In Marchmont Street, at No 66, is London's best gay bookshop, Gay's the Word. The staff are incredibly knowledgeable and stock a huge range of titles. At the bottom of Marchmont Street, walk on to Russell Square - notorious as a gay cruising area, which comes alive after the pubs shut. Alan Hollinghurst, in his book The Swimming Pool, pays homage to the area.

Local residents aren't that thrilled and Camden Council has tried everything - lights, chopping down all the shrubbery, there is even a plan to put up big gates. Of course, what they fail to realise is that gay men are like salmon - we must return to where we've spawned before.

Bedford Way leads off the square, and it was at No 31 that Oscar Wilde spent his last few hours in England on 19 May 1897 before setting off for his self-imposed exile in Paris following his jail term for homosexuality.

Sorry to finish on a depressing note, but perhaps it is fitting since Wilde's story reminds us just how much has changed for gay men and lesbians living in this city, while also reminding us how much still needs to change.

Three more urban trawls...by those who know the city best

Janet Street-Porter: Clerkenwell

As a long-time resident of Clerkenwell, Street-Porter is well placed to reveal just how much the area has changed in the 30 years since she moved in. From a warren of engravers, clock repairers and furniture makers in the 17th century, Clerkenwell has transformed into London's answer to New York's SoHo, with loft living aplenty and some of the most expensive real estate in the capital. 'There are too many wine bars and not enough grocery stores,' says S-P. 'When I moved in the area was dying, now it's buzzing, so I'm prepared to sit through the birth pangs.' Highlights include the Karl Marx Memorial Library, the Quality Chop House and Smithfield meat market.

Margaret Drabble: Grand Union Canal and W10

The novelist chooses a lyrical walk along the Grand Union Canal in West London, dodging the joggers and the cyclists and the 'prehistoric' herons. Of the 'extraordinarily handsome' gasometers that loom over her, she writes: ' You can sometimes hear them creak and grind and clank as a few thousand North Kensingtonians cook their Sunday lunch.' Drabble passes the foreboding gothic Wormwood Scrubs prison, before ducking under the concrete slabs of the Westway A40, 'gazing up from time to time at the great dripping underbelly of the monster'. As a self-professed lover of desperate urban wasteland, the gentrified environs of Notting Hill, or 'Martin Amis-land', as she calls it, mark the end of her interest and perambulations.

Lucinda Lambton: Kensal Green Cemetery

'Nothing could be more enlivening than a walk through Kensal Green Cemetery,' writes Lambton. 'It is a place that makes your spirits - like those of the remarkable company that lie about you - reach for the skies.' And what company.
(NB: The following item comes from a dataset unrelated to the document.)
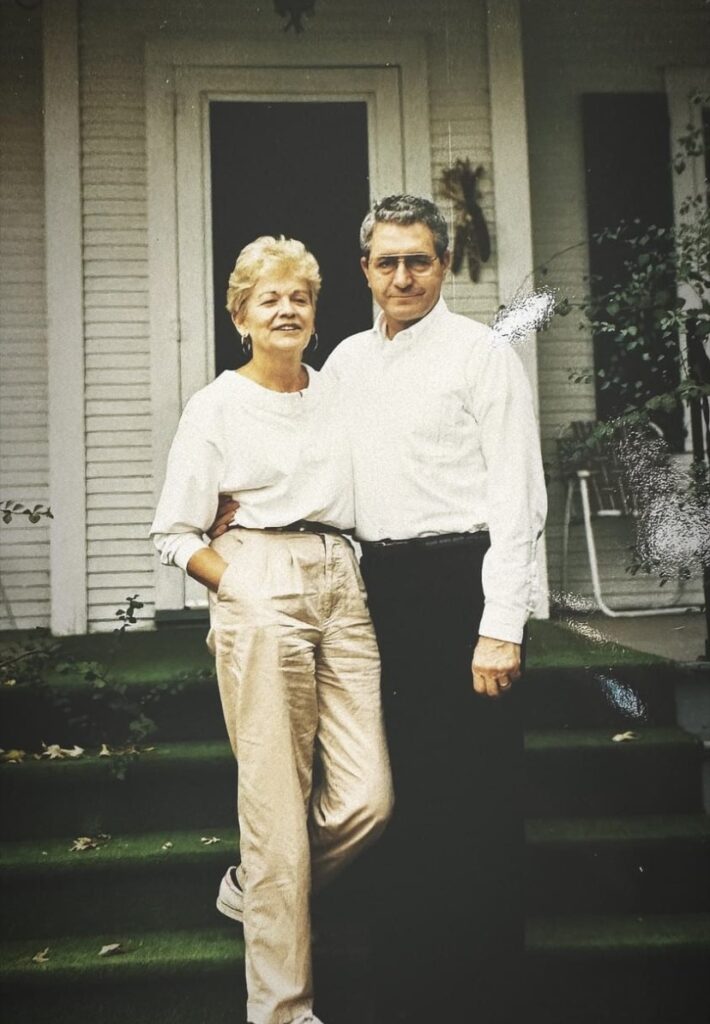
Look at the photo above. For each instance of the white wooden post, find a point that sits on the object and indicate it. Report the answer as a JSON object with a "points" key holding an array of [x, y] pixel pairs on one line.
{"points": [[65, 318]]}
During the one-hour meander, we visit Thackeray and Trollope the novelists, Brunel the engineer and Blondin the tightrope walker. WH Smith has a marble book atop his memorial, while most poignant perhaps is the grave of Marigold Churchill, Winston's daughter, who died of meningitis aged three. There was once a bench opposite, where Britain's wartime leader would sadly sit.